The development, however, is unlikely to affect management control of Diageo, Korak says, pointing out that as per their agreement voting control of shares held by the UB Group will be with Diageo till earlier of four years from the date of transaction or in case Diageo assumes majority shareholding in the company.
In fact, even at the time when Diageo had announced the acquisition of the 7 percent stake, it was aware of the litigation risk and had pointed to its existence.
In a press statement it said: “It is possible that, if a winding-up order were to be passed in respect of UBHL, Diageo Bidco could lose title to the shares acquired today from UBHL.”
The worst-case scenario, if the SC upholds the HC's decision, is that Diageo would lose 7 percent stake in United Spirits and cash that Diageo had paid for the stake will be returned. “If UB Holdings is not able to return the cash, Diageo can initiate recovery proceedings against the company,” the Kotak report says.

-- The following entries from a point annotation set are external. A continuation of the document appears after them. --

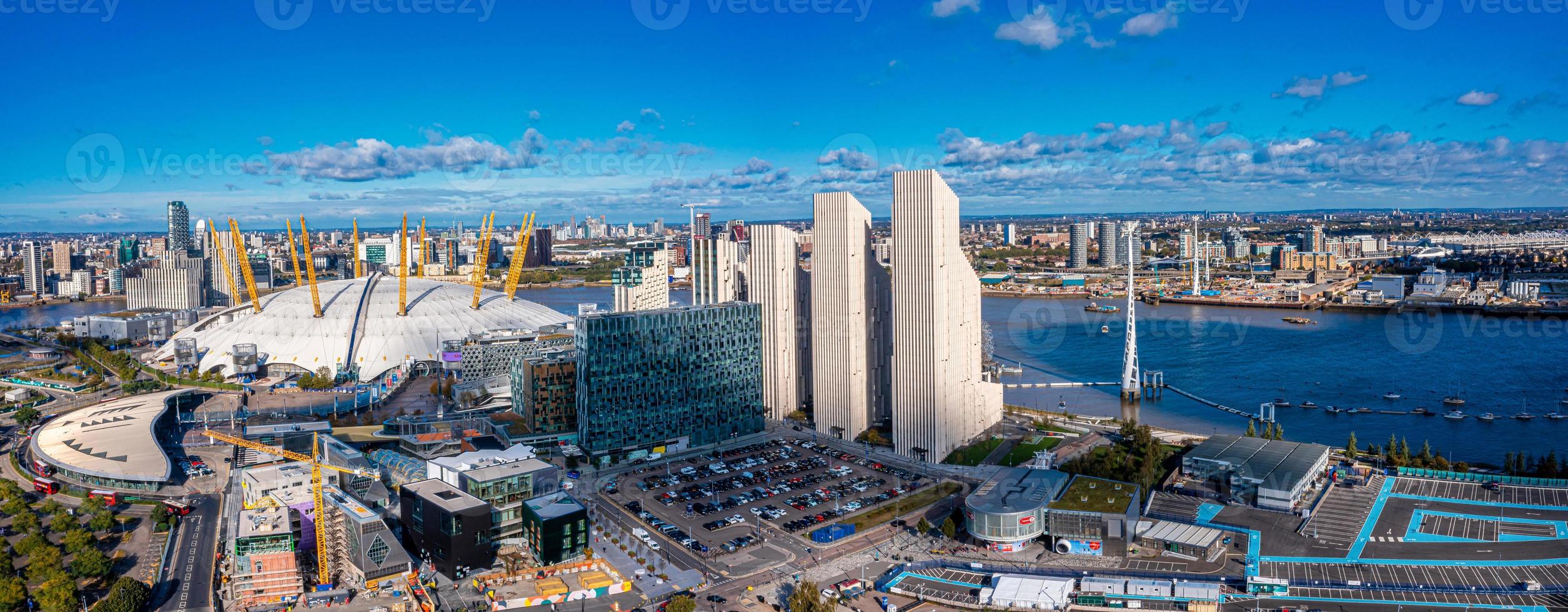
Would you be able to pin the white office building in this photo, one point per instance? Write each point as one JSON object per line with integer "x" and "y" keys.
{"x": 849, "y": 319}
{"x": 940, "y": 394}
{"x": 775, "y": 280}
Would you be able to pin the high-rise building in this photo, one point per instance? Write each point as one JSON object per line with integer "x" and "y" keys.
{"x": 850, "y": 325}
{"x": 33, "y": 279}
{"x": 643, "y": 282}
{"x": 940, "y": 394}
{"x": 1108, "y": 244}
{"x": 777, "y": 283}
{"x": 60, "y": 252}
{"x": 714, "y": 272}
{"x": 673, "y": 377}
{"x": 1078, "y": 245}
{"x": 179, "y": 237}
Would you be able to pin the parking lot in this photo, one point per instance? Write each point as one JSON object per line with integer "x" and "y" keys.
{"x": 1479, "y": 493}
{"x": 1424, "y": 576}
{"x": 1339, "y": 516}
{"x": 728, "y": 501}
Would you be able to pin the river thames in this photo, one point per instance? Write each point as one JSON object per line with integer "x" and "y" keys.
{"x": 1246, "y": 357}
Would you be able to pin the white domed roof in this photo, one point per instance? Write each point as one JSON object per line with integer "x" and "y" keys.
{"x": 360, "y": 327}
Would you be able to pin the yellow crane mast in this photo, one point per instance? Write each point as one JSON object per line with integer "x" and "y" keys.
{"x": 309, "y": 269}
{"x": 482, "y": 258}
{"x": 518, "y": 255}
{"x": 223, "y": 262}
{"x": 245, "y": 264}
{"x": 424, "y": 253}
{"x": 324, "y": 571}
{"x": 402, "y": 269}
{"x": 294, "y": 258}
{"x": 357, "y": 250}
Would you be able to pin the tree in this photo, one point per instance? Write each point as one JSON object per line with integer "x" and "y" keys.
{"x": 681, "y": 603}
{"x": 127, "y": 595}
{"x": 808, "y": 598}
{"x": 57, "y": 595}
{"x": 13, "y": 594}
{"x": 91, "y": 564}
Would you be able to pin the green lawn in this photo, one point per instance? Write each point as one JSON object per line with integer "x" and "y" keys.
{"x": 971, "y": 455}
{"x": 1026, "y": 451}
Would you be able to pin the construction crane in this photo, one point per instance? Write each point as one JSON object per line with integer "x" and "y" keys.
{"x": 357, "y": 250}
{"x": 309, "y": 269}
{"x": 324, "y": 571}
{"x": 223, "y": 264}
{"x": 482, "y": 258}
{"x": 245, "y": 264}
{"x": 424, "y": 253}
{"x": 402, "y": 269}
{"x": 520, "y": 255}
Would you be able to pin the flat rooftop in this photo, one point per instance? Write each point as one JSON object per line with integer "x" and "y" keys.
{"x": 1096, "y": 495}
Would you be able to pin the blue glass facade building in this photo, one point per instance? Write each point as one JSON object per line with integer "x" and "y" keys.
{"x": 668, "y": 377}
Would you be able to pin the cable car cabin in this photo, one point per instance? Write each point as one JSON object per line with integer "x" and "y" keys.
{"x": 181, "y": 509}
{"x": 46, "y": 487}
{"x": 1268, "y": 586}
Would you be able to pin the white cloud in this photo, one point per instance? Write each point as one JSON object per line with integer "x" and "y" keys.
{"x": 1477, "y": 98}
{"x": 1150, "y": 24}
{"x": 1037, "y": 31}
{"x": 948, "y": 8}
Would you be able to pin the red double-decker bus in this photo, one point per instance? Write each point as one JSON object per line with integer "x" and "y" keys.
{"x": 46, "y": 487}
{"x": 177, "y": 507}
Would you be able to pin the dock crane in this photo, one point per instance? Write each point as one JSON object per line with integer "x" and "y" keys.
{"x": 324, "y": 571}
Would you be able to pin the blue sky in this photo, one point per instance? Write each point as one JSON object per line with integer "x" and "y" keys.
{"x": 369, "y": 109}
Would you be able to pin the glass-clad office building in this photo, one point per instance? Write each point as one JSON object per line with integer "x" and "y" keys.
{"x": 668, "y": 378}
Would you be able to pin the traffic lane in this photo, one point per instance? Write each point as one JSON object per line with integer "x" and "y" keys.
{"x": 189, "y": 576}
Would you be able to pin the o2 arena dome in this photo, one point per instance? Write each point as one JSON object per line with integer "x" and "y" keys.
{"x": 358, "y": 327}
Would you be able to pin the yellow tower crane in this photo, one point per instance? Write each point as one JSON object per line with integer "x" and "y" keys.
{"x": 223, "y": 264}
{"x": 424, "y": 253}
{"x": 357, "y": 250}
{"x": 309, "y": 269}
{"x": 324, "y": 571}
{"x": 245, "y": 264}
{"x": 482, "y": 258}
{"x": 520, "y": 255}
{"x": 294, "y": 256}
{"x": 402, "y": 270}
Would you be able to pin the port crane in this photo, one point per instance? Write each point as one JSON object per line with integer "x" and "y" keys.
{"x": 324, "y": 571}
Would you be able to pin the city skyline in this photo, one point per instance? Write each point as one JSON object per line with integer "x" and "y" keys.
{"x": 1071, "y": 107}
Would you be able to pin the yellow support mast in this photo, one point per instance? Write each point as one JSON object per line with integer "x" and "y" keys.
{"x": 402, "y": 270}
{"x": 245, "y": 264}
{"x": 482, "y": 258}
{"x": 357, "y": 250}
{"x": 324, "y": 571}
{"x": 309, "y": 269}
{"x": 518, "y": 255}
{"x": 424, "y": 253}
{"x": 294, "y": 258}
{"x": 223, "y": 264}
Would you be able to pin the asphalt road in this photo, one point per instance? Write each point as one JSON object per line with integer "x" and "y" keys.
{"x": 187, "y": 581}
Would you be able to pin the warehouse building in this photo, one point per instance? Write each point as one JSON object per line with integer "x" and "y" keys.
{"x": 1271, "y": 475}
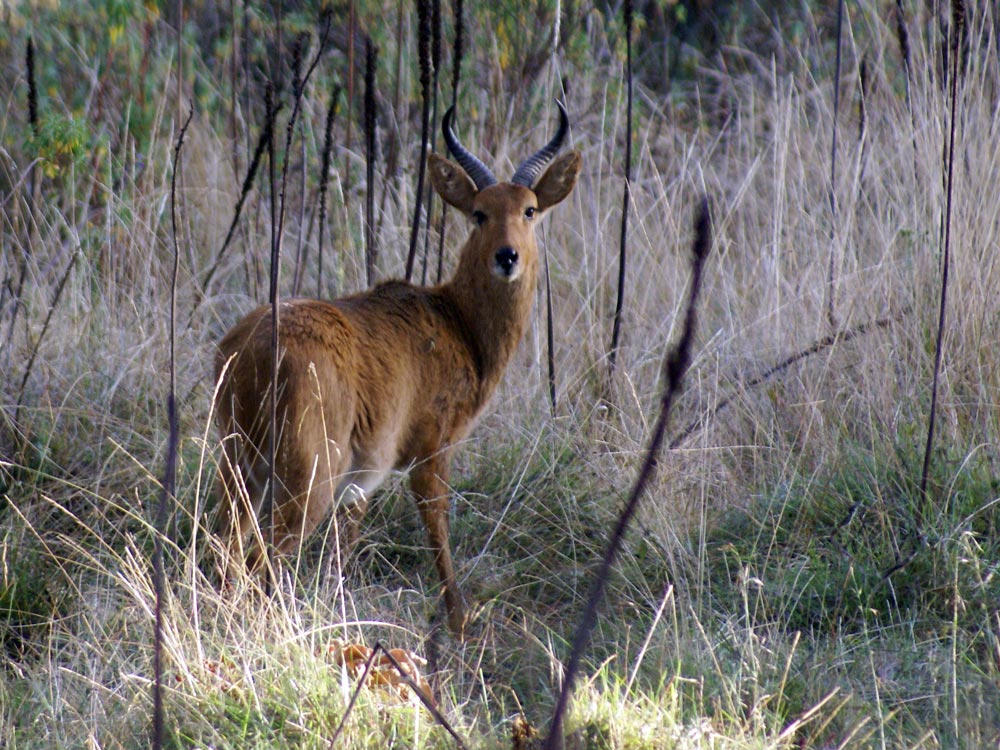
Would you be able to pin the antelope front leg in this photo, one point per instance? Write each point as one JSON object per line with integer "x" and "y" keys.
{"x": 428, "y": 482}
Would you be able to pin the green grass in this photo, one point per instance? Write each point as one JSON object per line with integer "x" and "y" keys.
{"x": 751, "y": 606}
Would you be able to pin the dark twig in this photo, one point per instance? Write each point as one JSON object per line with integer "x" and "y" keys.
{"x": 675, "y": 367}
{"x": 265, "y": 138}
{"x": 324, "y": 181}
{"x": 626, "y": 195}
{"x": 904, "y": 50}
{"x": 958, "y": 21}
{"x": 371, "y": 250}
{"x": 417, "y": 690}
{"x": 170, "y": 470}
{"x": 435, "y": 70}
{"x": 831, "y": 275}
{"x": 456, "y": 75}
{"x": 550, "y": 336}
{"x": 424, "y": 44}
{"x": 29, "y": 64}
{"x": 267, "y": 509}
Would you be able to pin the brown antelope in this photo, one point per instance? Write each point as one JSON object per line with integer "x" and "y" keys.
{"x": 391, "y": 378}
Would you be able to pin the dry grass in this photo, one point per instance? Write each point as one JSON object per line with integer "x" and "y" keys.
{"x": 748, "y": 612}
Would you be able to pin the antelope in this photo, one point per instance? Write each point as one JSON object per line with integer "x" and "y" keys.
{"x": 390, "y": 378}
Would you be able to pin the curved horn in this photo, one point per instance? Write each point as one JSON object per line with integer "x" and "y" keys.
{"x": 527, "y": 173}
{"x": 479, "y": 172}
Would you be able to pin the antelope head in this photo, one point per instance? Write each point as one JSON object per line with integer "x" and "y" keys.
{"x": 495, "y": 280}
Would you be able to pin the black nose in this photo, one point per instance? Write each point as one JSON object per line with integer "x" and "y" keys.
{"x": 506, "y": 259}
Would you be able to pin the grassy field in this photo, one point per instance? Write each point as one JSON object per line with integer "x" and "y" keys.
{"x": 787, "y": 583}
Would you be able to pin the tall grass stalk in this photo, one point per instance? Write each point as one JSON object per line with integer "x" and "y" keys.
{"x": 957, "y": 25}
{"x": 831, "y": 302}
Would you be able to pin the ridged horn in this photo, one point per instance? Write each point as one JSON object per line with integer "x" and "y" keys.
{"x": 479, "y": 172}
{"x": 529, "y": 170}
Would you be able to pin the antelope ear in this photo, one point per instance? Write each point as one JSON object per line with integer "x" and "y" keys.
{"x": 452, "y": 183}
{"x": 558, "y": 180}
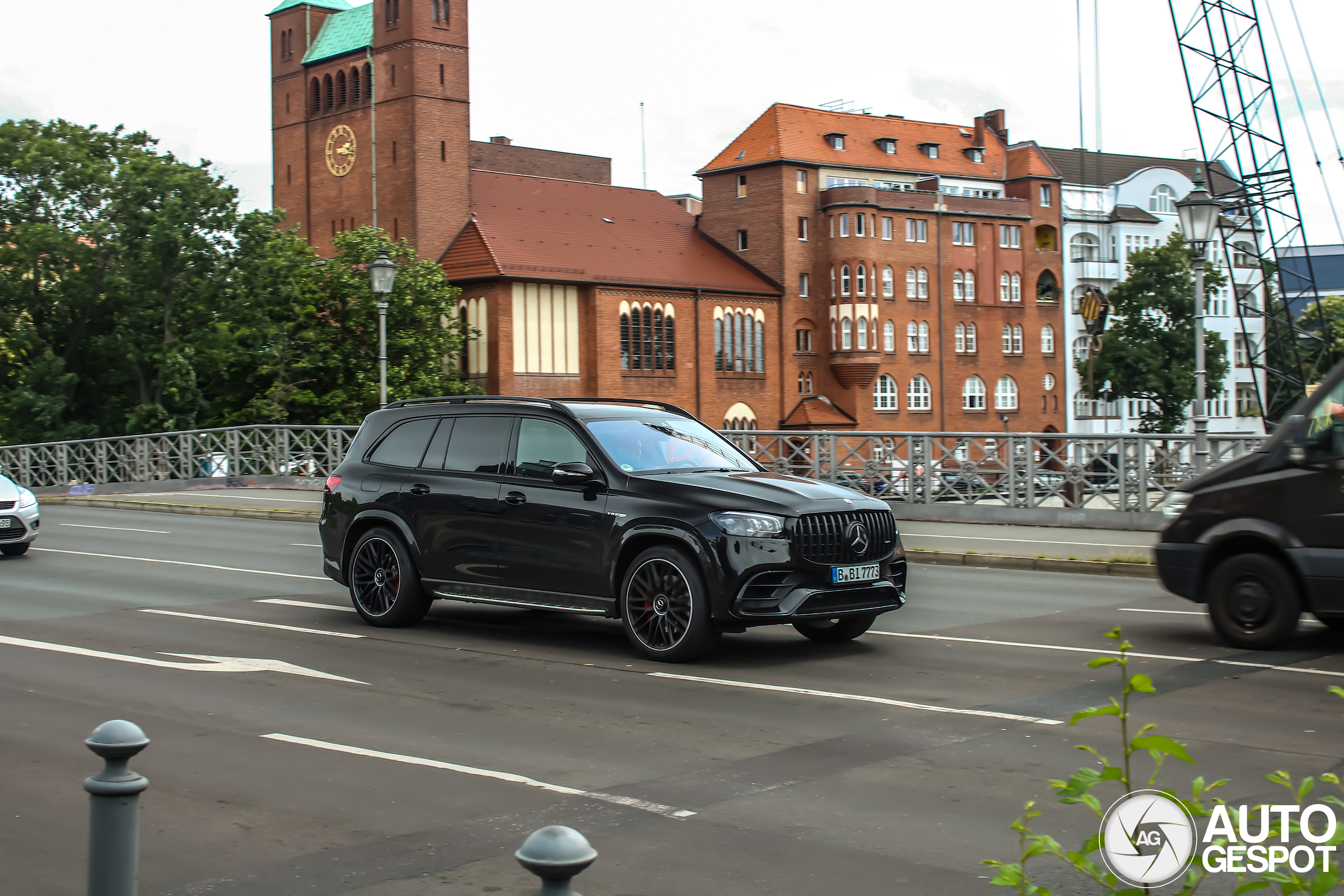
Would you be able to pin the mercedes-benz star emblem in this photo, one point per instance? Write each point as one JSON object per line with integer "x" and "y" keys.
{"x": 858, "y": 537}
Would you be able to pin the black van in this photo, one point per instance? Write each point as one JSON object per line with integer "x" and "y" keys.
{"x": 625, "y": 510}
{"x": 1261, "y": 539}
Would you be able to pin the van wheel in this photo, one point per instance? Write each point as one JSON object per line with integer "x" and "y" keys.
{"x": 666, "y": 608}
{"x": 835, "y": 630}
{"x": 383, "y": 582}
{"x": 1253, "y": 602}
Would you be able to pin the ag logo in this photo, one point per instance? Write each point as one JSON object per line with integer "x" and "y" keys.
{"x": 1148, "y": 839}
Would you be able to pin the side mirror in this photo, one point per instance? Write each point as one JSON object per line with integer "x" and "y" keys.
{"x": 574, "y": 473}
{"x": 1296, "y": 426}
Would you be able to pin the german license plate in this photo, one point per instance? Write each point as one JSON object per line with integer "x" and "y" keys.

“Subsequently, Diageo can increase its shareholding either through open market purchases or through another open offer. It could also bid for the UB Holdings' shareholding as and when a liquidator organizes sale of assets of the company.”
View on USL stock
In view of the ongoing litigation and the uncertainty surrounding the deal, United Spirits is likely to remain volatile in the short term, says a report by brokerage firm Morgan Stanley. It, however, added that it remained “overweight” on the stock and that the HC ruling did not change the long-term fundamental view.
Morgan Stanley adds that in view of the developments, there has been a clear premium attached to the stake since Diageo was expected to increase its stake in the firm.
“It’s fair to presume that there is a material downside to the stock in the near term,” says Vora. “Does it alter anything for United Spirits? My view is that that Diageo’s shareholding is not under any risk but going back from 19 percent to 27 percent is now a different ask.”